Durant notre dernière année de licence, nous avons fait un travail d'étude passionnant concernant l'impact de la menace du stéréotype sur les performances des sujets stigmatisés. En voici une esquisse...

A la lumière des différentes théories concernant la menace du stéréotype (notamment Steele & Aronson, 1995), nous faisions l’hypothèse que la colère et le sentiment d’injustice auraient un impact délétère sur les performances des sujets stigmatisés. Une étude faite sur un test lié aux aptitudes cognitives (WPT) met en évidence l’implication de la menace du stéréotype dans la chute des performances des femmes en situation de menace du stéréotype. Conformément à nos hypothèses, les femmes en situation diagnostique (menace) ont obtenu des performances plus faibles que les femmes en situation non diagnostique (non menace). Cependant, nous ne pouvions pas affirmer de lien entre l’émotion de colère, le sentiment d’injustice et la chute des performances.


Les stéréotypes « ont été définis, entre autres, comme des croyances exagérées, rigides, mauvaises, et sur-simplifiées (ce qui équivaut à un préjugé, voir Allport, 1954), et plus récemment comme des croyances que l’ensemble des membres d’un groupe partage à l’égard de l’ensemble des membres d’un groupe (Leyens, 1983), et enfin comme des croyances partagées concernant les caractéristiques personnelles, généralement des traits de personnalité, mais souvent aussi des comportements, d’un groupe de personnes (Leyens, Yzerbyt, & Schadron, 1996) », ce sont plus clairement, « des croyances socialement partagées concernant les caractéristiques qui seraient propres à certaines catégories sociales » (Gabarrot, 2015, p1). Selon le domaine dans lequel le stéréotype est présent, les sujets lui accorderont plus ou moins d’importance, ce qui laisse la possibilité d’apparition des effets délétères de la menace du stéréotype, notamment sur les performances des personnes. Selon Shih, Ambady, Richeson, Fujita, & Gray (2002), les stéréotypes peuvent être particulièrement dangereux lorsqu’ils prédisent une performance académique inférieure.

Les chercheurs ont découvert que l'activation des stéréotypes peut non seulement nuire aux performances mais également les améliorer, en fonction de la valence du stéréotype.


La menace du stéréotype est la crainte qu’on les sujets d’être jugés en fonction d’un stéréotype, elle est influencée par plusieurs facteurs, entre autres, il a été démontré que l’impact de la menace du stéréotype - sur les performances - était modéré par l’importance que les sujets accordent au domaine dans lequel le stéréotype est présent. Il semblerait également que le degré d’identification du sujet vis-à-vis de la catégorie sociale ciblée par le stéréotype ait une importance dans l’impact du stéréotype sur sa performance (Gabarrot, 2015, p4).

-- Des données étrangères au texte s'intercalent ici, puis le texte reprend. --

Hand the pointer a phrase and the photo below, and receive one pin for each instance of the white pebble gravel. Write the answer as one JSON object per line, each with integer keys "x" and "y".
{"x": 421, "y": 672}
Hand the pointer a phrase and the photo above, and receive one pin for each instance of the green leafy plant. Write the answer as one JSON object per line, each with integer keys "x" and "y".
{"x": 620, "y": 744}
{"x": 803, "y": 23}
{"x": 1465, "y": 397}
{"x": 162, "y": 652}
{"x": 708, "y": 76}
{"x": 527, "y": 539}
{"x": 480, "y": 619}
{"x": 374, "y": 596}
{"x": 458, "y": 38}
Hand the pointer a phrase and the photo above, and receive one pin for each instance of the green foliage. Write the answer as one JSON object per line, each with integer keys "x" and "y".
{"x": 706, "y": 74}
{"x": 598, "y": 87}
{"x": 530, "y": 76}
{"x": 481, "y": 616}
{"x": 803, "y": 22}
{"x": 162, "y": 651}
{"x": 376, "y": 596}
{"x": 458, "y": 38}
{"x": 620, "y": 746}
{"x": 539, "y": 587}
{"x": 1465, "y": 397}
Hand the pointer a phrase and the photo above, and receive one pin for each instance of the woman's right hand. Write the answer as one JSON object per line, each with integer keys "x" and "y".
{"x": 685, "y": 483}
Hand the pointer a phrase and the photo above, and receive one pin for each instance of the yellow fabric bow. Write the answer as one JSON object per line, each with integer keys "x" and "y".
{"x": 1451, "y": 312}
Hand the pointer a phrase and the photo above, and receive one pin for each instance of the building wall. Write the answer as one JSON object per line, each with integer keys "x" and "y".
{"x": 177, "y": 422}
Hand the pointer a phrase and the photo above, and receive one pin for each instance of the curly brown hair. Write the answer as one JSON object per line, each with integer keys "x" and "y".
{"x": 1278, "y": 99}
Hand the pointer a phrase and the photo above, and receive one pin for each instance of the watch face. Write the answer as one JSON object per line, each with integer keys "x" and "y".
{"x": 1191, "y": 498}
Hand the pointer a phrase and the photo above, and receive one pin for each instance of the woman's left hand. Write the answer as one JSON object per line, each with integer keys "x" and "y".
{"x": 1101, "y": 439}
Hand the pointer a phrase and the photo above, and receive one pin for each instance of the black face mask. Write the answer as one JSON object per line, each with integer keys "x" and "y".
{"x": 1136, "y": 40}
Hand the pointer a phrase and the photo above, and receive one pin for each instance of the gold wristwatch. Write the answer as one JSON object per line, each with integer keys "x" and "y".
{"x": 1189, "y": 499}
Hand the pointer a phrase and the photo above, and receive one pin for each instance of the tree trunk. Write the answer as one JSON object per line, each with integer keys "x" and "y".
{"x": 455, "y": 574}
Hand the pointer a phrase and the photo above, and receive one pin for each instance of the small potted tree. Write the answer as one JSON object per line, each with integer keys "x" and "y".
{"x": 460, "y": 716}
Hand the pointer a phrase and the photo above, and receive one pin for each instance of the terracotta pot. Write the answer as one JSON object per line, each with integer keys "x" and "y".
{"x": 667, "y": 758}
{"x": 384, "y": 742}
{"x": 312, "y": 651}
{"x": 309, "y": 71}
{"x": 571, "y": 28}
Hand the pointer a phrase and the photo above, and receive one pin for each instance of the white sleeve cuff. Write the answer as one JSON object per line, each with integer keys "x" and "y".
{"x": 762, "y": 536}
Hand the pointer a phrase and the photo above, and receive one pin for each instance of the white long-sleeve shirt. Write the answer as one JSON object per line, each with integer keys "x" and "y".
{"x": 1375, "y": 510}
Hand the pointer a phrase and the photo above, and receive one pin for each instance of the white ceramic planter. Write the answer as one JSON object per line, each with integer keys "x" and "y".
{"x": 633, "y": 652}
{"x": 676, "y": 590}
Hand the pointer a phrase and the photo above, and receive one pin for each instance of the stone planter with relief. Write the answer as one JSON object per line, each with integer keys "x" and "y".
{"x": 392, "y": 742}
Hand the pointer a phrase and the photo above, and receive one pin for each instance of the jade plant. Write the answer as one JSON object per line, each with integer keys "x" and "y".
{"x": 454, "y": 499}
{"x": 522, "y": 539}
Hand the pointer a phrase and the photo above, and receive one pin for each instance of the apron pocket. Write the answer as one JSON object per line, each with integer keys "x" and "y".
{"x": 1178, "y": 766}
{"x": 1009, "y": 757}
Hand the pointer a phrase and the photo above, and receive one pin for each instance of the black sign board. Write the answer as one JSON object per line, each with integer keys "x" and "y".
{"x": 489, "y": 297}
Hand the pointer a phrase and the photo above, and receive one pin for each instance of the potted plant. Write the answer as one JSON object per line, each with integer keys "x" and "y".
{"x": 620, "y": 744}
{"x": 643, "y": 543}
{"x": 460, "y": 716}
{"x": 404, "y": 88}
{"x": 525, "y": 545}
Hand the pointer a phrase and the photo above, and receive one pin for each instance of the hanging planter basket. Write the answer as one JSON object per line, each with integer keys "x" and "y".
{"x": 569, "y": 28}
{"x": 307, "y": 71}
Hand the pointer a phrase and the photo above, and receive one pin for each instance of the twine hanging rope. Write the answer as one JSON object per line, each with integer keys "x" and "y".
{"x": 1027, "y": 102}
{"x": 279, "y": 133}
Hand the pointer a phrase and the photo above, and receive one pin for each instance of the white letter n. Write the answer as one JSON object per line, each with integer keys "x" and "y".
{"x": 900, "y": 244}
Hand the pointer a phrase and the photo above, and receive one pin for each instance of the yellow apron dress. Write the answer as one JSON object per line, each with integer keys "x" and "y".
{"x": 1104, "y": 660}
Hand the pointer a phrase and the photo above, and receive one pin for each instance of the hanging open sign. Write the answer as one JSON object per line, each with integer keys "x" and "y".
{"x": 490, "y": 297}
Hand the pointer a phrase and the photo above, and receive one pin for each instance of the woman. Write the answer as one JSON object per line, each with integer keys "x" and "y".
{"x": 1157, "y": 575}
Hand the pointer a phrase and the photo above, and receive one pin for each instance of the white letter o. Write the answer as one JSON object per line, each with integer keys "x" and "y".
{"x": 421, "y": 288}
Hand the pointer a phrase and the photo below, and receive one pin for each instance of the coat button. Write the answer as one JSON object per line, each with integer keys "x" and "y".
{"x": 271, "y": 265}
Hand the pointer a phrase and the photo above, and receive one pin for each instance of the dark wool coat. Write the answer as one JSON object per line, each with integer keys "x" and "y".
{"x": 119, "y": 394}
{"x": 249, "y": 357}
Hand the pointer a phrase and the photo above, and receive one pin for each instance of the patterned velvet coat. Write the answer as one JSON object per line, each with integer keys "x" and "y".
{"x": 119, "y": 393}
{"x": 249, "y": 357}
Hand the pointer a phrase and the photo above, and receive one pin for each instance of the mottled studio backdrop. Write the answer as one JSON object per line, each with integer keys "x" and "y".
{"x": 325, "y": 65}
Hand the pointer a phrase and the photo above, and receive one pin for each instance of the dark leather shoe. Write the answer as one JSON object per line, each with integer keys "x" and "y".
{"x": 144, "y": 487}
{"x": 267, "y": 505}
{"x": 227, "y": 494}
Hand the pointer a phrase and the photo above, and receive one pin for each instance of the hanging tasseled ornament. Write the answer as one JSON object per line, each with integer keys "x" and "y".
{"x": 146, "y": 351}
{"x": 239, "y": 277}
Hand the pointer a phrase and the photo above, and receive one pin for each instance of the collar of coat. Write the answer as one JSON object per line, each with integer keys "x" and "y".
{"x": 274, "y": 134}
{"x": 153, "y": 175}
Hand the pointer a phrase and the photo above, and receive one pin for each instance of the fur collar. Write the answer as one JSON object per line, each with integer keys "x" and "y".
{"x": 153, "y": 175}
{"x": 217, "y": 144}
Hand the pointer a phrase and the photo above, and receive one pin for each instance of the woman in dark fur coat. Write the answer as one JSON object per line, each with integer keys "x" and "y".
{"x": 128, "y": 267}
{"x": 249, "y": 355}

Durant nos recherches, nous avons constaté que la menace du stéréotype est à la source d’un cercle vicieux, cette dernière ayant pour conséquence une chute importante des performances des sujets stigmatisés. Selon les diverses études, cette chute des performances serait due à plusieurs facteurs, notamment le sentiment d’injustice et les émotions négatives ressenties par les sujets en situation de menace du stéréotype, ainsi que de la chute des performances qui en résulte.

La menace du stéréotype est la crainte de « confirmer ou d’être vu comme confirmant un stéréotype de son groupe social ». Le déclencheur de la menace serait donc établi dans la peur que ressent un sujet de se voir juger en fonction du stéréotype relatif à son groupe. Les sujets en situation de menace du stéréotype ressentiraient donc la crainte de confirmer un stéréotype attaché à leur groupe d’appartenance et auraient le désir de se défaire du stéréotype, en effet ils craindraient de confirmer le stéréotype et donc parallèlement la mauvaise réputation de leur groupe.


Le fait de connaître un stéréotype, peu importe que l'individu stigmatisé y adhère ou non, aurait une influence sur lui.

Selon Lentillon, Cogérino, & Kaestner (2006) un sujet évalué sur une dimension stéréotypée pourrait percevoir la situation comme étant injuste pour lui-même, aussi, lorsque l’individu considère le stéréotype comme non fondé, le sentiment d’injustice serait particulièrement fort (c’est le cas des femmes de l’étude « femmes au volant » de Chateignier, Chekroun, Nugier, Dutrevis, 2011).


Le terme de justice organisationnelle défini la perception qu’à un sujet concernant le traitement qu'il reçoit au travail. Il s'agit d'une théorie importante qui définit la perception qu'un salarié a de la façon dont il est traité dans l'entreprise. Le fait qu’un sujet ait une perception de justice en entreprise favorise les comportements et les émotions positives vis-à-vis de son lieu de travail. Au contraire, une perception d’injustice entraînera des comportements contre-productifs, source de coût financier pour l’entreprise.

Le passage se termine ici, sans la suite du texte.